2. Für die Gruppe der Registerführerinnen / Registerführer (Nr. 5-7 der Übersicht) und die Gruppe der Stabführerinnen / Stabführer (Nr. 8-10 der Übersicht):
auf Vorschlag der M/S/F-zugführerin / des M/S/F-zugführers und der Ortsbrandmeiste­rin / des Ortsbrandmeisters nach Anhörung der Kreisstabführerin / des Kreisstabführers- oder der Kreismusikzugführerin / des Kreismusikzugführers: die Stadt- bzw.
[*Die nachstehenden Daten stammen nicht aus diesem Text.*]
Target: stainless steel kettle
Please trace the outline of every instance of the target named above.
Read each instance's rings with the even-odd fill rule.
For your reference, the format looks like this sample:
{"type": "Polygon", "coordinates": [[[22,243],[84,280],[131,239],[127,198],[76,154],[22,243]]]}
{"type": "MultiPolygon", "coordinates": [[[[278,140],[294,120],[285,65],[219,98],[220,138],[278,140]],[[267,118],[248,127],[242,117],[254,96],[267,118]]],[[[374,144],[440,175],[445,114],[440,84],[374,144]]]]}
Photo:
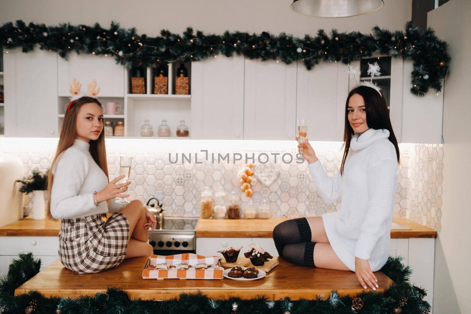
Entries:
{"type": "Polygon", "coordinates": [[[163,212],[164,209],[162,206],[163,205],[163,203],[161,204],[159,200],[156,198],[152,197],[147,201],[146,206],[147,210],[154,214],[154,216],[155,216],[155,220],[157,220],[157,225],[155,227],[155,229],[160,230],[163,229],[164,216],[163,212]],[[150,202],[152,200],[155,200],[157,202],[154,204],[150,204],[150,202]]]}

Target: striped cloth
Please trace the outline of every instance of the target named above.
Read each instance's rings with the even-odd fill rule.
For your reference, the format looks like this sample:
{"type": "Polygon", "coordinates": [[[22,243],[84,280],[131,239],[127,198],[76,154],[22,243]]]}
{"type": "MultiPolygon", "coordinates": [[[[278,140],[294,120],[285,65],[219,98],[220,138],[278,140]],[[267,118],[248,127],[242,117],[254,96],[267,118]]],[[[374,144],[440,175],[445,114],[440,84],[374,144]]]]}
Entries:
{"type": "Polygon", "coordinates": [[[142,271],[144,279],[222,279],[224,268],[219,266],[219,256],[203,256],[193,253],[185,253],[174,255],[150,256],[147,261],[147,267],[142,271]],[[194,267],[188,269],[176,269],[169,268],[168,270],[154,269],[154,266],[166,264],[169,266],[179,264],[185,264],[194,266],[199,264],[208,265],[207,269],[195,269],[194,267]]]}

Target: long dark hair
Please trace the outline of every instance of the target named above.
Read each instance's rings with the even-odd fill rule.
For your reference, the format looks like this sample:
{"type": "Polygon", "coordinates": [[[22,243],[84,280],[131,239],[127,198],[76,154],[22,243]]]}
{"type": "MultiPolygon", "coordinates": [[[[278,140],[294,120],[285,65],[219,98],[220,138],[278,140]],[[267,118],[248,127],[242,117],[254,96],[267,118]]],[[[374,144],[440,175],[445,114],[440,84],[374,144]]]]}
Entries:
{"type": "Polygon", "coordinates": [[[378,93],[374,89],[360,85],[350,91],[345,103],[345,127],[343,131],[343,144],[342,145],[342,146],[345,145],[345,148],[343,151],[342,165],[340,167],[341,175],[343,174],[343,166],[345,164],[347,155],[350,149],[350,141],[355,134],[355,131],[353,131],[349,121],[348,106],[350,97],[355,94],[357,94],[363,97],[366,112],[366,124],[368,127],[375,129],[385,129],[389,131],[389,139],[396,148],[398,164],[400,164],[399,146],[398,145],[398,141],[396,139],[394,132],[392,130],[391,120],[389,117],[389,113],[388,112],[388,105],[386,104],[384,97],[382,94],[378,93]]]}
{"type": "MultiPolygon", "coordinates": [[[[61,126],[60,134],[59,135],[59,143],[56,151],[56,156],[51,165],[51,170],[57,162],[59,156],[67,148],[71,146],[75,141],[77,137],[77,116],[79,110],[85,104],[90,103],[96,104],[101,108],[101,104],[96,98],[84,96],[73,101],[69,112],[66,112],[61,126]]],[[[105,121],[104,119],[103,123],[105,121]]],[[[106,151],[105,148],[105,132],[102,130],[100,136],[96,140],[90,140],[90,148],[89,149],[90,154],[97,164],[101,168],[105,174],[108,177],[108,165],[106,163],[106,151]]],[[[54,176],[53,171],[49,172],[48,180],[48,190],[49,191],[49,200],[48,201],[48,217],[55,220],[51,215],[51,190],[54,176]]]]}

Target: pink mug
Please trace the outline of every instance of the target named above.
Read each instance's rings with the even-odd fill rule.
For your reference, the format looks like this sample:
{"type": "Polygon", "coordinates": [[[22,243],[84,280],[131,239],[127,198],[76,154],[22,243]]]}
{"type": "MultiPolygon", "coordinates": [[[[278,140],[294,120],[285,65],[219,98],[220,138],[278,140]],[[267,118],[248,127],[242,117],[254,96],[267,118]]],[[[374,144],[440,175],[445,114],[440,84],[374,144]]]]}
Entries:
{"type": "Polygon", "coordinates": [[[106,114],[120,114],[122,110],[122,107],[121,105],[119,105],[114,101],[110,101],[106,103],[106,114]],[[118,108],[119,108],[119,111],[118,108]]]}

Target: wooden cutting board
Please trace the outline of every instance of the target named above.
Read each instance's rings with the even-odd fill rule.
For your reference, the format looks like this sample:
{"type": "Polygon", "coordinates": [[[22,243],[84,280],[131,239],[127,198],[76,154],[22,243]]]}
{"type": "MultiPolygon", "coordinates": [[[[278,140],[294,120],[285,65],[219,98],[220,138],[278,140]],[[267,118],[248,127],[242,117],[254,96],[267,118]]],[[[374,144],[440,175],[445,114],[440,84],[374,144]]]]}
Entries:
{"type": "Polygon", "coordinates": [[[240,266],[243,267],[254,267],[258,269],[263,270],[267,273],[269,272],[275,266],[280,264],[279,262],[278,261],[278,257],[275,256],[273,258],[268,260],[268,262],[265,262],[265,264],[262,266],[254,266],[250,262],[250,260],[243,255],[242,256],[239,256],[236,263],[227,263],[224,259],[224,258],[222,258],[219,261],[219,263],[222,267],[231,267],[234,266],[240,266]]]}

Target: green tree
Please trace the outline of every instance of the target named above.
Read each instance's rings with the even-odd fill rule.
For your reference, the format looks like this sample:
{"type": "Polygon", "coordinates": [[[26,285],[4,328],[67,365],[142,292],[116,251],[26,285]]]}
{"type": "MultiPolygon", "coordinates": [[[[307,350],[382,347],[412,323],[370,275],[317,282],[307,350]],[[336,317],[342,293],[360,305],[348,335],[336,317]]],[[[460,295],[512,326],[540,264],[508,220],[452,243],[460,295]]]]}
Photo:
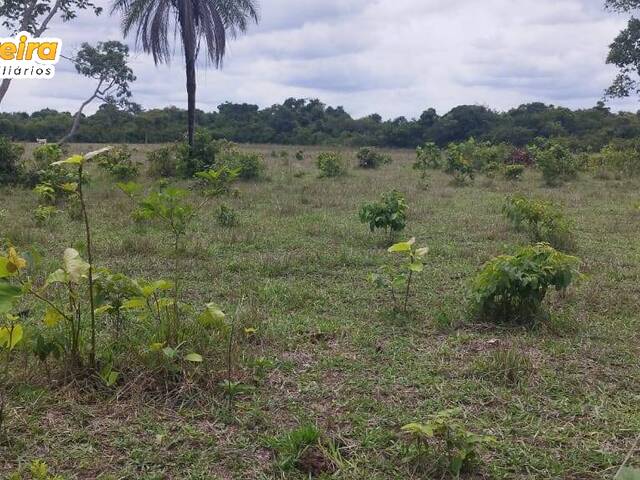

Gemeindebrandmeisterin / der Stadt- bzw. Gemeindebrandmeister

3. Für die Gruppe der Ortsmusikzugführerinnen / Ortsmusikzugführer auf Vorschlag der Mitglieder des MZ/SZ/FZ nach Anhörung der Gemeindebrandmeisterin / des Gemeindebrandmeisters:
die Ortsbrandmeisterin / der Ortsbrandmeister

4. Für die Gruppe der Stadt- bzw. Gemeindemusikzugführerinnen / Stadt- bzw. Gemeindemusikzugführer:
auf Vorschlag der Ortsmusikzugführerinnen / Ortsmusikzugführer und nach Anhörung der Ortsbrandmeisterinnen / der Ortsbrandmeister und der Kreisstabführerin / des Kreisstabführers oder der Kreismusikzugführerin / des Kreismusikzugführers die Stadt- bzw. Gemeindebrandmeisterin / der Stadt- bzw. Gemeindebrandmeister

5. Für die Kreisstabführerin / den Kreisstabführer oder die Kreismusikzugführerin / den Kreismusikzugführer
auf Vorschlag der M/S/F-zugführerinnen / der M/S/F-zugführer des Landkreises / der kreisfreien Stadt und nach Anhörung der Gemeindebrandmeisterinnen / Gemeinde­brandmeister: die Kreisbrandmeisterin / der Kreisbrandmeister

6. Für die Bezirksstabführerinnen / Bezirksstabführer:
auf Vorschlag der Kreisstabführerinnen / Kreisstabführer. und Kreismusikzugführerin­nen / Kreismusikzugführer des jeweiligen Bezirkes und nach Anhörung bzw. Zustim­mung der Versammlung der zuständigen Bezirksebene des LFV-NDS: die Vorsitzende des LFV-NDS / der Vorsitzende des LFV-NDS

7. Für die Referentin / den Referenten für das Feuerwehr-Musikwesen im LFV-NDS:
auf Vorschlag der Kreisstabführerinnen / Kreisstabführer und Kreismusikzugführerin­nen / Kreismusikzugführer auf Landesebene und nach Anhörung des Vorstandes des LFV-NDS: die Vorsitzende des LFV-NDS / der Vorsitzende des LFV-NDS

[3] ,,M“ = Musikzug, „S“ = Spielmannszug, „F“ = Fanfarenzug

1.3.4 Amtszeit

Die Amtszeit der Funktionsträgerinnen / Funktionsträger gem. der Ziffern 3-7 der Ziff. 1.3.3 richtet sich nach der jeweils gültigen Satzung des Zuständigkeitsbereiches.